Example of writing playback showing copy and paste
There are several reasons why Pangram is not a perfect detector on humanized AI text.
Pangram is not willing to compromise on its False Positive Rate. Several of our internal models are able to detect humanizers with near-perfect accuracy, but exhibit higher false positive rates. We do not ship these models because it is more important to us that genuine human writing never gets flagged as AI than catching all humanizer outputs.

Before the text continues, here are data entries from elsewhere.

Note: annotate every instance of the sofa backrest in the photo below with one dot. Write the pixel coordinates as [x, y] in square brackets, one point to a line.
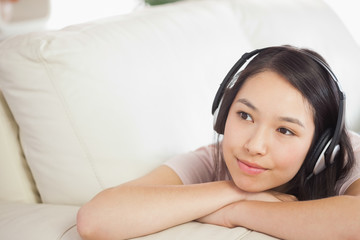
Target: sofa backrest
[101, 103]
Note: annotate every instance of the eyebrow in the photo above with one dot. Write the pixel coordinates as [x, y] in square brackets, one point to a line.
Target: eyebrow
[285, 119]
[247, 103]
[292, 120]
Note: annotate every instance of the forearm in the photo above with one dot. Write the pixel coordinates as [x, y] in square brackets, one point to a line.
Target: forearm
[135, 210]
[330, 218]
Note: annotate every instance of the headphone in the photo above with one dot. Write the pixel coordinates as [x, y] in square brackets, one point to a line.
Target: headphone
[327, 147]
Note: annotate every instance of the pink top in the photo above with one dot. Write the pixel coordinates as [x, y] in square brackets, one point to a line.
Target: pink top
[199, 166]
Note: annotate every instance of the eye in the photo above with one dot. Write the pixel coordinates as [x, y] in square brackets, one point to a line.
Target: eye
[285, 131]
[245, 116]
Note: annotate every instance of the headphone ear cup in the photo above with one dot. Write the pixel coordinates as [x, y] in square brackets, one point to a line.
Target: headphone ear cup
[317, 156]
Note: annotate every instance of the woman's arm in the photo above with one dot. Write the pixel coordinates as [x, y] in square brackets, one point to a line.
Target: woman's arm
[328, 218]
[150, 204]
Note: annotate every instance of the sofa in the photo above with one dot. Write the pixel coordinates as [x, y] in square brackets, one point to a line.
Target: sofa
[97, 104]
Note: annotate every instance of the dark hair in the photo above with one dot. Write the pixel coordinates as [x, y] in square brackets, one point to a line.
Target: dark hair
[319, 89]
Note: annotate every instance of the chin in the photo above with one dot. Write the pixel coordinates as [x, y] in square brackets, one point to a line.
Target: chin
[252, 187]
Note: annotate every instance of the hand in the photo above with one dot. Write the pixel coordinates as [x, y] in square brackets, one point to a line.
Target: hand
[270, 196]
[223, 215]
[219, 217]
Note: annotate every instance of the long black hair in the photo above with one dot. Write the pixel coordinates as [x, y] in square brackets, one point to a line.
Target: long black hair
[319, 89]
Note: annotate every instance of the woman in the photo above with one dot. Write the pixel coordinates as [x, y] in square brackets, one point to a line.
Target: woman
[273, 118]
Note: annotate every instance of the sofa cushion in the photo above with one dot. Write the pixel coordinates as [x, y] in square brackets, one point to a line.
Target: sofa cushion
[16, 181]
[37, 221]
[101, 103]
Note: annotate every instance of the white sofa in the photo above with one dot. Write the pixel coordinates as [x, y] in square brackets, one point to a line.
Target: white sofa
[97, 104]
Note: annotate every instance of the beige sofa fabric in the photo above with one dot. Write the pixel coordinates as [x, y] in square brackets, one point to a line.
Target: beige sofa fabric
[16, 181]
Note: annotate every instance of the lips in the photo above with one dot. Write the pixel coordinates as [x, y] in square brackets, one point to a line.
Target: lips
[250, 168]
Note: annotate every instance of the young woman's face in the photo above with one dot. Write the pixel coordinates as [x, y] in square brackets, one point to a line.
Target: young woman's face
[268, 132]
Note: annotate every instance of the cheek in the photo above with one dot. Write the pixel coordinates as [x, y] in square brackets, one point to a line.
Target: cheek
[290, 159]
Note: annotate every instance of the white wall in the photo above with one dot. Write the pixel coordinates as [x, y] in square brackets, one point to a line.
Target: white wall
[348, 11]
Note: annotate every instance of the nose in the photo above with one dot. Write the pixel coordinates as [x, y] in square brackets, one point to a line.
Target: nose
[257, 142]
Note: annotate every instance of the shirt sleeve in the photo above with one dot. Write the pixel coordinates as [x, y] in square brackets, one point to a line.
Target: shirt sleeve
[194, 167]
[354, 175]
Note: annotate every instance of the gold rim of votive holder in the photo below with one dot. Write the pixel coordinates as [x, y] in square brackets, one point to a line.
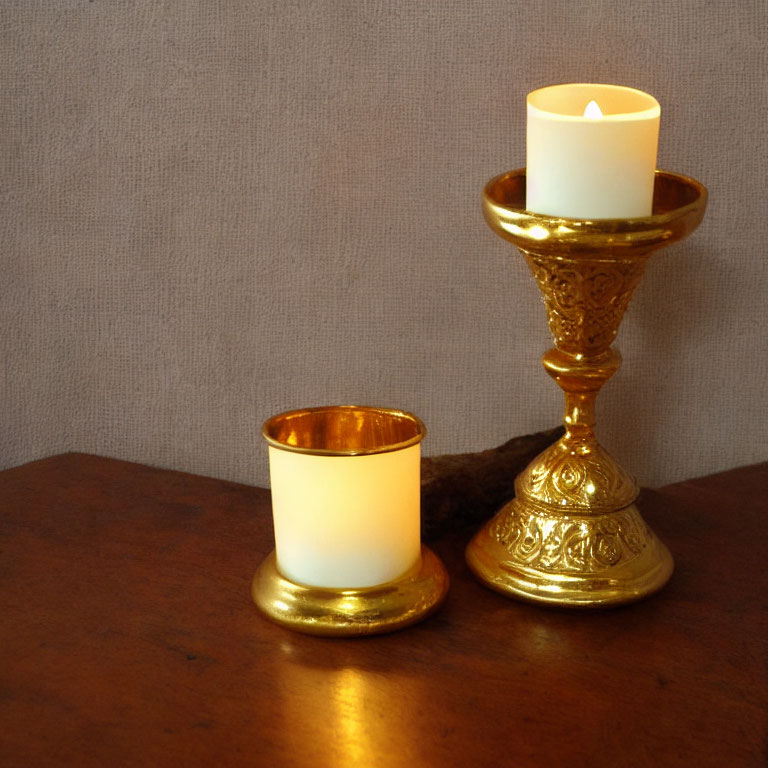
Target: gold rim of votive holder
[343, 430]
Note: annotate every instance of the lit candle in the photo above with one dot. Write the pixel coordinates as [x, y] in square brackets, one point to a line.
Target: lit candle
[345, 494]
[591, 151]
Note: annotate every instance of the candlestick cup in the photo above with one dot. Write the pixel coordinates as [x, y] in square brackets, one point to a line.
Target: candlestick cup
[573, 535]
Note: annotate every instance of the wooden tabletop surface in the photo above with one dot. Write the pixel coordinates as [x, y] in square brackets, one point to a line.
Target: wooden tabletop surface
[129, 638]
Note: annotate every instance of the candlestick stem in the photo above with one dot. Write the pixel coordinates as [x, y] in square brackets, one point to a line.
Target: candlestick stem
[573, 535]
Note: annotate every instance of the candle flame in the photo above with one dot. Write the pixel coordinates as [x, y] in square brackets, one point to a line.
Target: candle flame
[593, 111]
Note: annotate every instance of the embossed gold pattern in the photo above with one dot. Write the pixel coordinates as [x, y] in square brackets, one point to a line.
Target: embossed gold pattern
[572, 535]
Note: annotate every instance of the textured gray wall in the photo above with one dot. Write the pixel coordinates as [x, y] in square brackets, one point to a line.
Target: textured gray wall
[212, 212]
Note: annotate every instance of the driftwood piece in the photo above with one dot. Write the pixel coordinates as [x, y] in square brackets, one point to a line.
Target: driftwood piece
[458, 490]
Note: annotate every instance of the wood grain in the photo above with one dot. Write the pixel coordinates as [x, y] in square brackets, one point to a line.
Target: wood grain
[129, 638]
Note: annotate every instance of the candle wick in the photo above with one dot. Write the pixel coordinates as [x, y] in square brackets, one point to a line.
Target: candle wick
[593, 111]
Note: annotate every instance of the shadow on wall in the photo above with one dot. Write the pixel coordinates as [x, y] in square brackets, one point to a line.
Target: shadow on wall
[676, 318]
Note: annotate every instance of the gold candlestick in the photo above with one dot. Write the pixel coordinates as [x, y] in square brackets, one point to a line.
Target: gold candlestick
[573, 535]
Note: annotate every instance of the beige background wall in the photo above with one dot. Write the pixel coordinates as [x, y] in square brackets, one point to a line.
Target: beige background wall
[214, 211]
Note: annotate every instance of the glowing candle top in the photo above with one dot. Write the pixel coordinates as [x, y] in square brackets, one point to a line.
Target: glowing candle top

Extremely low-quality "junk" text is easily detectable by eye. Most of the cases in which Pangram does not catch humanized output, the text is so badly garbled and obfuscated that it barely resembles English. These cases are easy to spot by eye, but are hard to catch algorithmically because there are infinitely many ways to produce gibberish. We would rather descope gibberish than try to detect it, as it is not even well-posed to try to distinguish human gibberish from humanizer gibberish.
Yes, humanizer detection is an active area of research for Pangram and we hope to continue to characterize the properties of these humanizers and publicize our research into detecting humanizer outputs. If Pangram is to be seen as a reliable tool in academic integrity, we must be able to detect text produced by these cheating tools as well as text directly copied and pasted from large language models.